Les luttes de ces derniers mois ont montré qu’il était possible de faire converger les résistances. Mais les directions syndicales préfèrent développer la stratégie de la défaite.

 

 

Face à la politique de démolition sociale du gouvernement, les luttes et les résistances existent bel et bien dans ce pays. Depuis la victoire électorale de Sarkozy, il n’y a pas eu un mois, voire une semaine, sans grèves, sans mobilisations touchant l’ensemble des salariés du privé comme du public. Mais ces résistances, ces grèves se font en ordre dispersé, branche par branche, catégorie par catégorie empêchant ainsi de mettre en place un véritable rapport de force avec le gouvernement et lui laissant les « mains libres » pour continuer sa politique antisociale et réactionnaire, imposant ainsi toujours plus de précarité et de flexibilité à l’ensemble des salariés.

Depuis des mois, on se retrouve ainsi appelés à se battre un jour pour le pouvoir d’achat, un autre jour contre l’allongement du temps de travail et les retraites, et plus tard pour la défense des services publics et des emplois. Cette semaine encore, il y eut plusieurs appels dispersés à des journées d’action spécifiques, les salariés du ministère de la Défense un jour, ceux du ministère de la Santé le lendemain, sans parler des dockers et des taxis parisiens. Et il y eut, le 17 juin, un appel à une journée d’action pour l’ensemble des salariés sur les 35 heures et les retraites. Mais cet appel, qui était l’un des premiers de l’année concernant les salariés du privé comme du public, avait été fait par la CFDT, la CGT, la FSU et Solidaires. Force ouvrière et la CFTC ont préféré, dans leur coin, appeler, à la veille de cette journée de grève interprofessionnelle, à une nouvelle journée d’action et de mobilisations sur les retraites, sans donner de date précise et éloignant ainsi un peu plus toute perspective unifiante permettant d’avancer vers un mouvement d’ensemble, un front syndical.

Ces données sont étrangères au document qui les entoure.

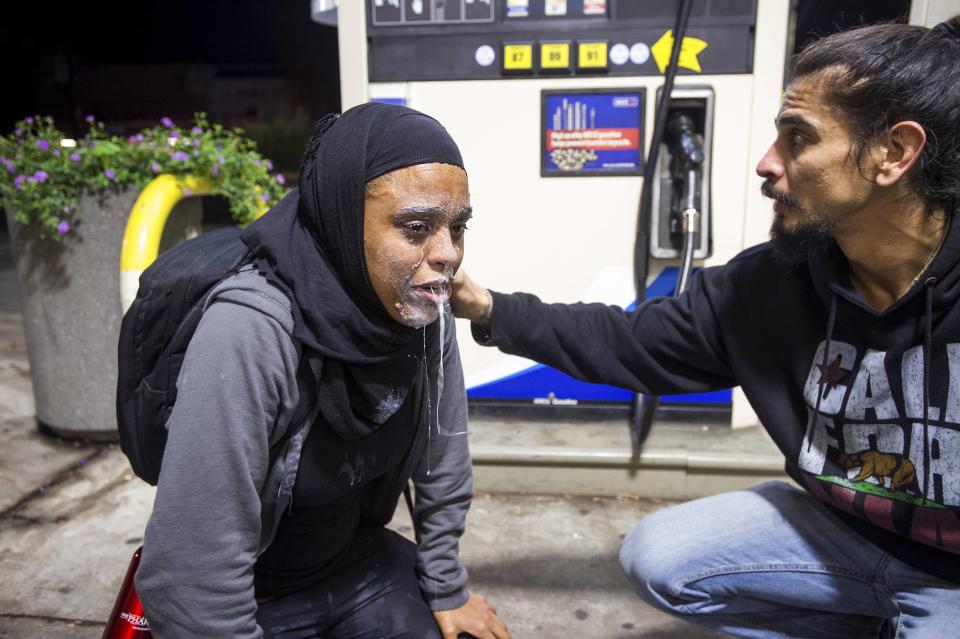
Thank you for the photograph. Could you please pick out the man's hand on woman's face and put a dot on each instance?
(471, 301)
(476, 618)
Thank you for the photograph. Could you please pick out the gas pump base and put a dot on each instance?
(682, 460)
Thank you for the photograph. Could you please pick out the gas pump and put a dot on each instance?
(555, 105)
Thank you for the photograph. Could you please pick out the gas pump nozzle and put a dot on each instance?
(684, 140)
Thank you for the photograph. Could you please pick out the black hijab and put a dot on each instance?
(311, 245)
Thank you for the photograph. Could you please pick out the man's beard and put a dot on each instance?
(811, 234)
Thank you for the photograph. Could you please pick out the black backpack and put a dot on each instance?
(154, 335)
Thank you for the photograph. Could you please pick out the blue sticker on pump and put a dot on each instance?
(593, 133)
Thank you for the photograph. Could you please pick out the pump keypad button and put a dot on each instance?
(554, 56)
(592, 56)
(518, 58)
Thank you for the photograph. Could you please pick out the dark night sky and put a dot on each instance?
(274, 35)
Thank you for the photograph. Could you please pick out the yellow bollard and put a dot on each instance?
(141, 239)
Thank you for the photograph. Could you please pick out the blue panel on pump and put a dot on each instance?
(540, 380)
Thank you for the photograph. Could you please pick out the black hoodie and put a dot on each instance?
(864, 404)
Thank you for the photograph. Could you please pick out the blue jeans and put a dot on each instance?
(772, 561)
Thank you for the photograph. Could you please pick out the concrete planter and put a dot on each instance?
(70, 299)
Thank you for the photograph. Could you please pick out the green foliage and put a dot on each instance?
(41, 180)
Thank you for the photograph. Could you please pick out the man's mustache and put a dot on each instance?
(772, 192)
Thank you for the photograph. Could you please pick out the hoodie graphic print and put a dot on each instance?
(867, 449)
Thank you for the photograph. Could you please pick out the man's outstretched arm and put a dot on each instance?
(666, 346)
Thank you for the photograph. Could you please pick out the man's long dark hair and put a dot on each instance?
(881, 74)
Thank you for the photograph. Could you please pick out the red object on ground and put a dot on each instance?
(127, 620)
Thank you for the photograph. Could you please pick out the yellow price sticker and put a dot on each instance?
(592, 55)
(517, 57)
(555, 55)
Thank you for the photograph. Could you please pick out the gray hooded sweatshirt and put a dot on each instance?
(219, 497)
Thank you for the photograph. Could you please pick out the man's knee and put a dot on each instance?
(650, 561)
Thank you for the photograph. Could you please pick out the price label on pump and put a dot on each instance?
(555, 56)
(518, 57)
(592, 55)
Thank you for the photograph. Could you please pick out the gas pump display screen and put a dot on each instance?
(592, 132)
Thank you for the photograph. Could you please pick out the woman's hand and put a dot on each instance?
(476, 617)
(471, 301)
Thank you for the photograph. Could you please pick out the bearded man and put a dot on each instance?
(843, 332)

À l’heure actuelle, on voit que les directions syndicales refusent un positionnement global et une alternative de transformation sociale. Pourtant, les luttes récentes montrent que la demande d’action collective, de revendications offensives, de convergences de luttes et de mouvement d’ensemble existent chez de nombreux salariés et équipes syndicales. Au-delà des difficultés à construire un front syndical, persiste également la difficulté à ce que les militants et courants syndicaux attachés à développer un syndicalisme de lutte se rencontrent et conjuguent leurs efforts. D’autant que la volonté de dialogue social au sommet affichée par le gouvernement et les directions syndicales signifie que le syndicalisme de lutte, de mobilisation n’a plus sa place dans le décor et que, désormais, le syndicalisme institutionnel et de négociation est la norme.

Une chose est certaine : dans les semaines et les mois qui viennent, au vu des attaques patronales et gouvernementales programmées et de la stratégie actuelle des directions syndicales, il est urgent de mettre en place des initiatives concertées autour de réponses alternatives et de propositions de mobilisation pour s’opposer réellement à ce gouvernement.